The fact that Belladonna was so closely related to him and only acted as a palliative further emphasizes it. It is a loss of time to treat more than the first or second acute paroxysm. Do not give Calcarea during the paroxysm, but after the wire edge has been rubbed off by Belladonna, give him that constitutional remedy that is complementary to Belladonna, which is Calcarea. Many remedies associate after this fashion.

Then there are series of remedies, as, for instance, Sulphur, Calcarea and Lycopodium.
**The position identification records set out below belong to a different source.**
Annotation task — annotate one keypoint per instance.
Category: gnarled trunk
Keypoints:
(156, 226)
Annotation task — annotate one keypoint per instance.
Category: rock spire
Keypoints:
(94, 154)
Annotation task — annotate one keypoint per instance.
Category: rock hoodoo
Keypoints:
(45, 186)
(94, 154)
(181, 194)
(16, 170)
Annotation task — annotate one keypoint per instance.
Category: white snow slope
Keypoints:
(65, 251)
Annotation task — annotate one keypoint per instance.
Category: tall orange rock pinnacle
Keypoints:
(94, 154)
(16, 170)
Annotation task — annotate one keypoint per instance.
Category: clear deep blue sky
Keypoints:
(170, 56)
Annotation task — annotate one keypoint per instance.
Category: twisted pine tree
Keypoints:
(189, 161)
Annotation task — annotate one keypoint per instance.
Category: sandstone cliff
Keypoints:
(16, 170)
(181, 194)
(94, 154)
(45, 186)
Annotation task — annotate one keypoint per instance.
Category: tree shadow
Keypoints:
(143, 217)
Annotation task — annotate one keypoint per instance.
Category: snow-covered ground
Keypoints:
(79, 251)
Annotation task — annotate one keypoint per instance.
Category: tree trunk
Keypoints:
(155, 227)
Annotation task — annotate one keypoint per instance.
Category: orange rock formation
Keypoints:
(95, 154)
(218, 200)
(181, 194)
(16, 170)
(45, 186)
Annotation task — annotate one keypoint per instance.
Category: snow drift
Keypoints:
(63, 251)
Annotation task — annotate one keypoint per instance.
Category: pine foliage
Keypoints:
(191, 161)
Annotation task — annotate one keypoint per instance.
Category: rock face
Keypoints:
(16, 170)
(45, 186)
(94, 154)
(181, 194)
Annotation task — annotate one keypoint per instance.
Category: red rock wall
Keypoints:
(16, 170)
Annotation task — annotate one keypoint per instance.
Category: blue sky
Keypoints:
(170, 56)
A medicine always leads to one of its own cognates, and we find that the cognates are closely related to each other, like Sepia and Nux Vomica. A bilious fever in a Sepia constitution is likely to call for Nux vomica, and as soon as that bilious fever or remittent fever has subsided the symptoms of Sepia come out immediately, showing the complementary relation of Nux and Sepia. If the patient has been under the influence of Sepia some time, and comes down with some acute inflammatory attack, he is very likely to run towards Nux or another of its cognates. The whole Materia Medica abounds with these complementary and cognate relationships.

The second prescriptions also takes into consideration the change of plan of treatment. The plan of treatment consists in assuming that the case is a psoric one, if looming up before the eyes, all the symptoms in the case and its history indicate psora. The treatment has probably consisted of Sulphur, Graphites and such medicines as are well-known to be anti-psorics. The symptoms have run to these remedies; but, behold, after you have made the patient wonderfully well, and you have effected marked changes in his system, so that the psoric symptoms have disappeared, he comes into your office with an ulcerated sore throat, with dreadful head pains and with the constitutional state and appearance that will lead you to say, “My dear sir, did you ever have syphilis?” “Yes, twenty or thirty years ago, and it was cured with Mercury.”

Now, the psoric condition has been subdued and this old syphilitic condition has come up. This, then indicates a second prescription. You have to adjust your remedies to an entirely new state of things. So it is also with regard to sycosis; these states may alternate with each other. When one is uppermost, the other is quiet, so you have to change your plan of treatment according to the state of the patient.

No prescription can be made for any patient except after a careful and prolonged study of the case, to know what it promises in the symptoms, and everything that has existed previously. That is the important thing. Always restudy your cases. Do not administer a medicine without knowing the constitution of the patient, because it is a hazardous and dangerous thing to do.

James Tyler Kent
James Tyler Kent (1849–1916) was an American physician. Prior to his involvement with homeopathy, Kent had practiced conventional medicine in St. Louis, Missouri. He discovered and "converted" to homeopathy as a result of his wife's recovery from a serious ailment using homeopathic methods.
In 1881, Kent accepted a position as professor of anatomy at the Homeopathic College of Missouri, an institution with which he remained affiliated until 1888. In 1890, Kent moved to Pennsylvania to take a position as Dean of Professors at the Post-Graduate Homeopathic Medical School of Philadelphia. In 1897 Kent published his magnum opus, Repertory of the Homœopathic Materia Medica. Kent moved to Chicago in 1903, where he taught at Hahnemann Medical College.